Working Papers
Is the Bar Higher for Female Scholars? Evidence from Career Steps in Economics (with Niels Johannesen), [PDF (November 2024)]
Revise and Resubmit at Journal of Public Economics
CEPR Discussion Paper, CESifo Working Paper
Abstract: Do gender disparities in academia reflect that female scholars are held to higher standards than males? We address this question by comparing the academic achievement of male and female scholars in economics who make the same career step. Across four domains – faculty positions, network affiliations, research grants and editor appointments – we find no evidence that standards are higher for females. By contrast, the average female has less citations and publications than the average male who makes the same career step. In most domains, this reflects a gender gap for “marginal” scholars, consistent with a lower bar for females.
Tax Incentives or Political Motivations? Evidence from Corporate Contributions (with Julia Cagé, Agathe Denis, Malka Guillot and Camille Urvoy)

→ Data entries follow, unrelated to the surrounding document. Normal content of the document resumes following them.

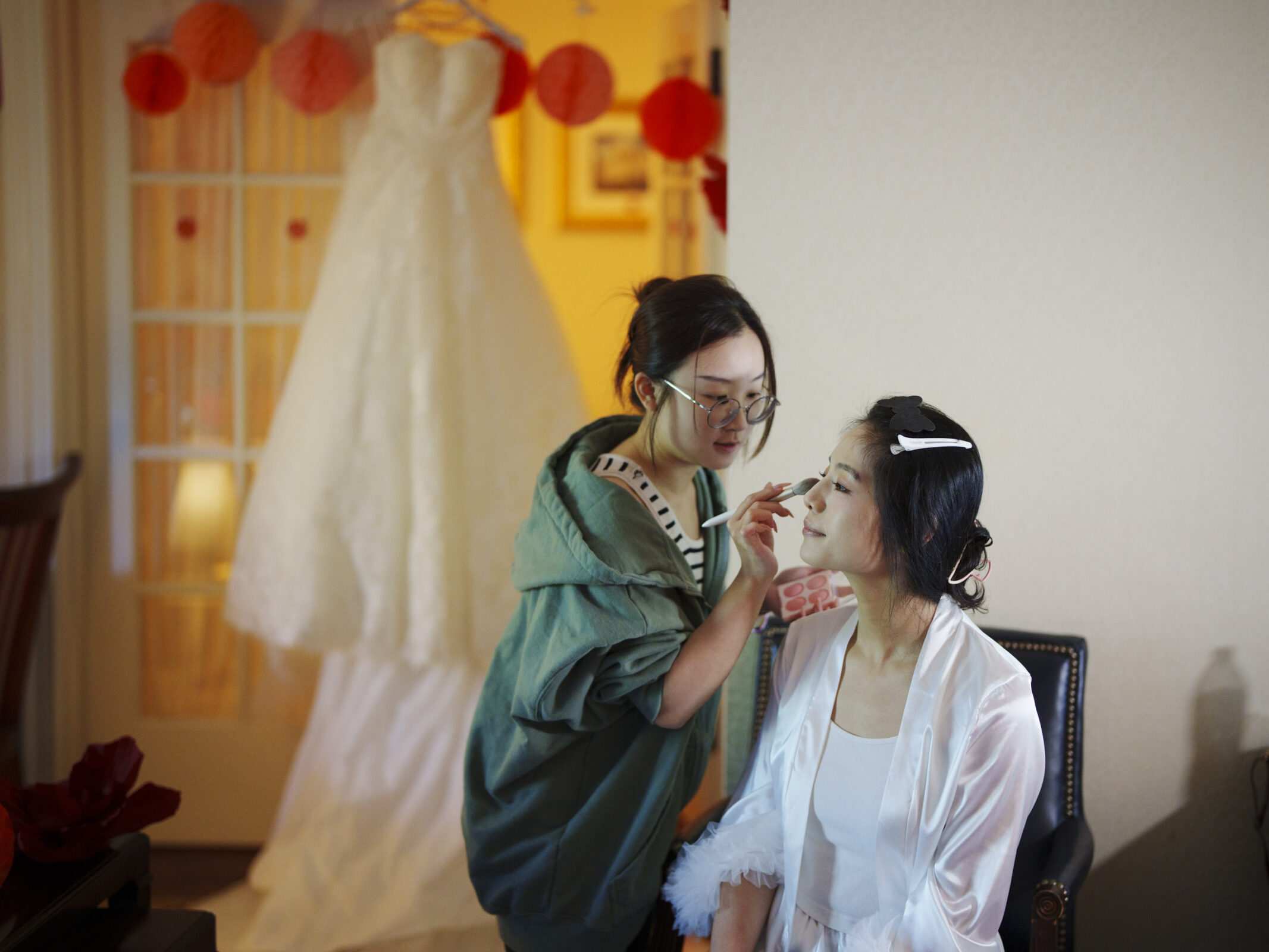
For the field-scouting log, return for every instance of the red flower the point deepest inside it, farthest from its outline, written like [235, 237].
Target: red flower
[77, 818]
[5, 844]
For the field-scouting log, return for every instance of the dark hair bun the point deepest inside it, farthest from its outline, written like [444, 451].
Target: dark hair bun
[975, 555]
[650, 287]
[674, 320]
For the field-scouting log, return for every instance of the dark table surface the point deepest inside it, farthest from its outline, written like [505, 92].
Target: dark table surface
[41, 900]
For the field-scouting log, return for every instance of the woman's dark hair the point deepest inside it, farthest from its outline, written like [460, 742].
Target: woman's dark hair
[928, 500]
[675, 319]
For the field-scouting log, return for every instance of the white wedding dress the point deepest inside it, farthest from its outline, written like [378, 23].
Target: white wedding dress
[430, 383]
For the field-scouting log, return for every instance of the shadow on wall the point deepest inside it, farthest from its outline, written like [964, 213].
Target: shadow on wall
[1196, 880]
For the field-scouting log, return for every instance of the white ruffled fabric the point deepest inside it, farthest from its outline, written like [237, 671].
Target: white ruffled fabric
[751, 850]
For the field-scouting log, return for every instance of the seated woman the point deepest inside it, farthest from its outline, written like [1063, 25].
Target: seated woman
[901, 750]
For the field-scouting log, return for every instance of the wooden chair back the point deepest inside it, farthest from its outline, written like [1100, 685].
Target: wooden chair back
[28, 532]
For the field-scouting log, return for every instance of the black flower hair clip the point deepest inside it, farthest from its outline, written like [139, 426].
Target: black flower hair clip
[908, 415]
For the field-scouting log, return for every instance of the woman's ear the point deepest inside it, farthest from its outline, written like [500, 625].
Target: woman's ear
[646, 392]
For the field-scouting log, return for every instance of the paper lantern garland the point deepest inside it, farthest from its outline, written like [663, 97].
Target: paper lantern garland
[216, 42]
[575, 84]
[5, 844]
[314, 71]
[679, 118]
[155, 84]
[715, 187]
[517, 77]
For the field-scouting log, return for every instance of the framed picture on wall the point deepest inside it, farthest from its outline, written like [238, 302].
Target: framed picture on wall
[607, 170]
[509, 150]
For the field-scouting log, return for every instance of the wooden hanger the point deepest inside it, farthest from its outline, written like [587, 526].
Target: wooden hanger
[434, 15]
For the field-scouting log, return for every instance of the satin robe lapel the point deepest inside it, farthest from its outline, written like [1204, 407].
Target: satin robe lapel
[811, 740]
[899, 825]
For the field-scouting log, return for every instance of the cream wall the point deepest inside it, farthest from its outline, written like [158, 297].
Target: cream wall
[1052, 220]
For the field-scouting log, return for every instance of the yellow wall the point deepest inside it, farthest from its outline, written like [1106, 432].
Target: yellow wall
[587, 272]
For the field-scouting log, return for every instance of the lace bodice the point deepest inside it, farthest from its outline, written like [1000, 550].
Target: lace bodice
[425, 92]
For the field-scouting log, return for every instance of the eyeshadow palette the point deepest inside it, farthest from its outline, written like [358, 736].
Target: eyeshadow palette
[809, 594]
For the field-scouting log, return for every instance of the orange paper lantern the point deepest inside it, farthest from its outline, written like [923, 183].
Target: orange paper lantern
[575, 84]
[216, 42]
[517, 77]
[155, 84]
[679, 118]
[314, 71]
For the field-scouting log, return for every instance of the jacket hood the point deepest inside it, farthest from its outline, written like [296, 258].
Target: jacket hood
[589, 531]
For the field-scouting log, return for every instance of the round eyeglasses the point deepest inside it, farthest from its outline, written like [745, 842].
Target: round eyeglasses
[725, 409]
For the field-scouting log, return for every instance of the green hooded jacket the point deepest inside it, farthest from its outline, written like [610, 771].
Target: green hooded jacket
[571, 790]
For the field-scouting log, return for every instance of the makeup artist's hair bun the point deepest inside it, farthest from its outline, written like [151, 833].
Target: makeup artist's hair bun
[674, 320]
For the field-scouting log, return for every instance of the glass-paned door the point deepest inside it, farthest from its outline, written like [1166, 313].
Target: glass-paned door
[217, 223]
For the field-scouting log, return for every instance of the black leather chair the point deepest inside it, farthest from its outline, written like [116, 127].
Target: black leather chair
[1056, 848]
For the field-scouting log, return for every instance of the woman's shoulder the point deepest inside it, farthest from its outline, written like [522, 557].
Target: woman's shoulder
[810, 636]
[969, 657]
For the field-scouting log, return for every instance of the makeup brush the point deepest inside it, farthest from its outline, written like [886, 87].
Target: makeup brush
[797, 489]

Abstract: Corporate philanthropy has been increasing in Western democracies in recent decades, a rise often explained by the development of tax policies offering substantial incentives to donate to charities. Yet, corporate philanthropy is also increasingly perceived as a means to influence politics. In this paper, we estimate the tax price elasticity of corporate donations, and investigate how it differs depending on the recipients' purposes and the donors' characteristics. To do so, we use an exhaustive administrative panel dataset on firms' tax returns in France from 2013 to 2022, including the identity of the charities that benefit from the donations, from which we recover their purpose using state-of-the-art NLP methods. Exploiting two reforms that affect the price of donations for firms, we document significant bunching around major regulatory thresholds. We then show that the tax-price elasticity varies significantly depending on the type of beneficiaries.